ABSTRACT

Much of the research and writing about teachers’ work and lives focuses on the role played by school leaders in, for example (as we have shown in Chapter 6), creating and developing working conditions, cultures and structures in schools and classrooms through which teachers’ capacities for resilience may be built. However, little has been written about the need for leaders themselves to be resilient. This chapter will draw upon a range of national and international empirical research into successful leadership in which we have been involved, which provides insights into the positive and negative influences upon leaders’ own self-efficacy, sense of commitment, well-being and capacities for resilience. We will suggest that resilience is an essential quality and a necessary capacity for leaders to lead to their best.

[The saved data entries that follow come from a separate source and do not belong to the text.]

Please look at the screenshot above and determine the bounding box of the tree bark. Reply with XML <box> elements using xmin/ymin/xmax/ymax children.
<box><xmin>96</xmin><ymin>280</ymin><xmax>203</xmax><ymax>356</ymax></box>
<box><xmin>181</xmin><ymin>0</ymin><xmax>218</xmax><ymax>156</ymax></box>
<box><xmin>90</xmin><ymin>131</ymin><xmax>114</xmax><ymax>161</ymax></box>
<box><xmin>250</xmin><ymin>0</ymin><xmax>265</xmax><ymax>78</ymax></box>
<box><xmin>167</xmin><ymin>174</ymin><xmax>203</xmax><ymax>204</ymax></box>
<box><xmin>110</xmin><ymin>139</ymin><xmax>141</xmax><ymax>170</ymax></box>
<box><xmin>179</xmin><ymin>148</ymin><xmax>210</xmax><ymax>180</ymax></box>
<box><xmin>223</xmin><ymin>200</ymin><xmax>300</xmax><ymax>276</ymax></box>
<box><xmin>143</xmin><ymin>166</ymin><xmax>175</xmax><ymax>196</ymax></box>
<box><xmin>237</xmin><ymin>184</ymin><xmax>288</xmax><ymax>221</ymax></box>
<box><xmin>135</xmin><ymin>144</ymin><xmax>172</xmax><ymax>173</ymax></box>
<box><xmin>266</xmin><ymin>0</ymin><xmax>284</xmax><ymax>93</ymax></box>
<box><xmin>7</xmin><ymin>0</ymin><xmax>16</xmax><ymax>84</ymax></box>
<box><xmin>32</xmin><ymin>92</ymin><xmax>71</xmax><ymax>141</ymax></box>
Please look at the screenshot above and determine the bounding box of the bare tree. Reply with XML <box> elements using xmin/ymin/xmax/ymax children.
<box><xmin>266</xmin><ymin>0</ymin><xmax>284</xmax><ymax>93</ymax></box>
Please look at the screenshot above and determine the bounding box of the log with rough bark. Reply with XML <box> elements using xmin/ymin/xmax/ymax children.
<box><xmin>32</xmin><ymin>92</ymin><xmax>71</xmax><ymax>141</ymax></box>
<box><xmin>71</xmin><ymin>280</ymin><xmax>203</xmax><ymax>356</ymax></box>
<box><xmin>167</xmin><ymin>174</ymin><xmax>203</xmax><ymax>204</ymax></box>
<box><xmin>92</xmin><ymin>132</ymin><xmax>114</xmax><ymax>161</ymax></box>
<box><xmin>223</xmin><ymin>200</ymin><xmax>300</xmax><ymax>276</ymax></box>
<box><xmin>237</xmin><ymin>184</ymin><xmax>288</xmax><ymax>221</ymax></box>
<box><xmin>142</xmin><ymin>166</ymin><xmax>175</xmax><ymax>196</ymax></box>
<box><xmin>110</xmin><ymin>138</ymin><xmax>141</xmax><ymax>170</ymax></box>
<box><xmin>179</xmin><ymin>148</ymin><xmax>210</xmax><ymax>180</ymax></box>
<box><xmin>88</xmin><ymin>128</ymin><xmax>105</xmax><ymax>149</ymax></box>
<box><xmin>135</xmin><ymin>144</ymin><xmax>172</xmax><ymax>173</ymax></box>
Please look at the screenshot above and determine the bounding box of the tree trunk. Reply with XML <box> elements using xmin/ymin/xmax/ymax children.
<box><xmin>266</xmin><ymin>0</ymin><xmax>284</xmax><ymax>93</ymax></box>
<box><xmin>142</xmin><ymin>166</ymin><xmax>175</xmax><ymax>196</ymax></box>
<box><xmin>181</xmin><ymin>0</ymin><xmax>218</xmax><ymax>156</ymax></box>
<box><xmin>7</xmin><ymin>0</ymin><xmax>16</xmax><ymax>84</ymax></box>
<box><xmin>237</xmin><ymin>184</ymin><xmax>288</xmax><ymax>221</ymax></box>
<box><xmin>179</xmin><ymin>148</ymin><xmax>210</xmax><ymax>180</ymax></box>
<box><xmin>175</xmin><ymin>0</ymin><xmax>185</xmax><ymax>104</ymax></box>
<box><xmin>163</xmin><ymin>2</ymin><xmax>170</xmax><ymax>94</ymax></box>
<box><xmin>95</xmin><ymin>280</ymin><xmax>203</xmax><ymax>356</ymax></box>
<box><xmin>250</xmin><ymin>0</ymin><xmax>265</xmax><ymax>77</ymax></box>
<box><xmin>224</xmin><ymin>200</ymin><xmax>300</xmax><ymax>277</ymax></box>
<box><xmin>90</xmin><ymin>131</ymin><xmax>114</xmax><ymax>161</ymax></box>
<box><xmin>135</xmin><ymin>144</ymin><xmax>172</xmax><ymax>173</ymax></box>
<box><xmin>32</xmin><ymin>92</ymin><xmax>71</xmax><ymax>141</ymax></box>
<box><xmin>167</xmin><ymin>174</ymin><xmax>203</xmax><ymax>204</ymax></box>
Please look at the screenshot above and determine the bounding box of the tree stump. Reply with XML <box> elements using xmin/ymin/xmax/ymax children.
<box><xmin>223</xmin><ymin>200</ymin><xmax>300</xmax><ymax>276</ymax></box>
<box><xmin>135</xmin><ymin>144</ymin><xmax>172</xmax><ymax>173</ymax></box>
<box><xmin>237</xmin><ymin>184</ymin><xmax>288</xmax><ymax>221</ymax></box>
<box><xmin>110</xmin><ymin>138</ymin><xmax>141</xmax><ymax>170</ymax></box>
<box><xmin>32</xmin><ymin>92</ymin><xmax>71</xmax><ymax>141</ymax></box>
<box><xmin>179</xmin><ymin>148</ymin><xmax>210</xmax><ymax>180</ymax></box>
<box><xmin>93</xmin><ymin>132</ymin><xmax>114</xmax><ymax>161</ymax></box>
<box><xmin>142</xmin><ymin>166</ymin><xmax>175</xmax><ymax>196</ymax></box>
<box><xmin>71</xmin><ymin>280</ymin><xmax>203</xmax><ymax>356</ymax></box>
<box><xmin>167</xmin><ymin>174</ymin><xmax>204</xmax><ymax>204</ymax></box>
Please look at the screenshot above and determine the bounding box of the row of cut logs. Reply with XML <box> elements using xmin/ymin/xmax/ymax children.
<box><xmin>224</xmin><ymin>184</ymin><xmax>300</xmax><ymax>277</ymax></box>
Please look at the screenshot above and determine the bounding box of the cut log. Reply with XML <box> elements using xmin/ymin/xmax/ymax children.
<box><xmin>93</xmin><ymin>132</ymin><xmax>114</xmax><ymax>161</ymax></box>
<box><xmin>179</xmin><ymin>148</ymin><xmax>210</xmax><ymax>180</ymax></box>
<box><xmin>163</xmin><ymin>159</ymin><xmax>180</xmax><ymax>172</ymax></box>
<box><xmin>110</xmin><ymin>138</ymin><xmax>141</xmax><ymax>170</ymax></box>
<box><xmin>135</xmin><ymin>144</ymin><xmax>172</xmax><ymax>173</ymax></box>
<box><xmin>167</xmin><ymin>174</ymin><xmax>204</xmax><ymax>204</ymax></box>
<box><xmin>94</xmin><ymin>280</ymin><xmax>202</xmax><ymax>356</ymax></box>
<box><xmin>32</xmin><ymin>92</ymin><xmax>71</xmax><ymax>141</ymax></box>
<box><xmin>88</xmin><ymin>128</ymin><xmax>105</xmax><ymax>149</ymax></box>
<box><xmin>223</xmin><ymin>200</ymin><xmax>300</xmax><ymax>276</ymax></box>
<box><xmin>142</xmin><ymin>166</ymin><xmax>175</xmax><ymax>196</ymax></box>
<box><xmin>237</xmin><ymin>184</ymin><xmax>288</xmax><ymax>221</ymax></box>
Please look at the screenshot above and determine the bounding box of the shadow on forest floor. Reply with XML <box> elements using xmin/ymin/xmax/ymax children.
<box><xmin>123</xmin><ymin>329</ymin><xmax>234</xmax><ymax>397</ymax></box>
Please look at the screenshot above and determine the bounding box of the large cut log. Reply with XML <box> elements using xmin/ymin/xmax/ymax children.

This is so in part because of the innate complexities of leading and managing in schools; in part because of the influence that heads must exercise with a range of stakeholder groups and individuals in the process of school improvement efforts; and in part because such efforts take place in shifting and sometimes conflicting reform contexts which tend to increase and intensify leaders’ work and lives. Resilience has always been desirable in principalship but has now become an imperative. It is somewhat surprising, therefore, that there is little extant research on the nature and enactment of resilience and its relationship to successful principalship. Given the claim that principals’ influence on students is second only to that of classroom teachers (Leithwood et al., 2006b), this is surprising.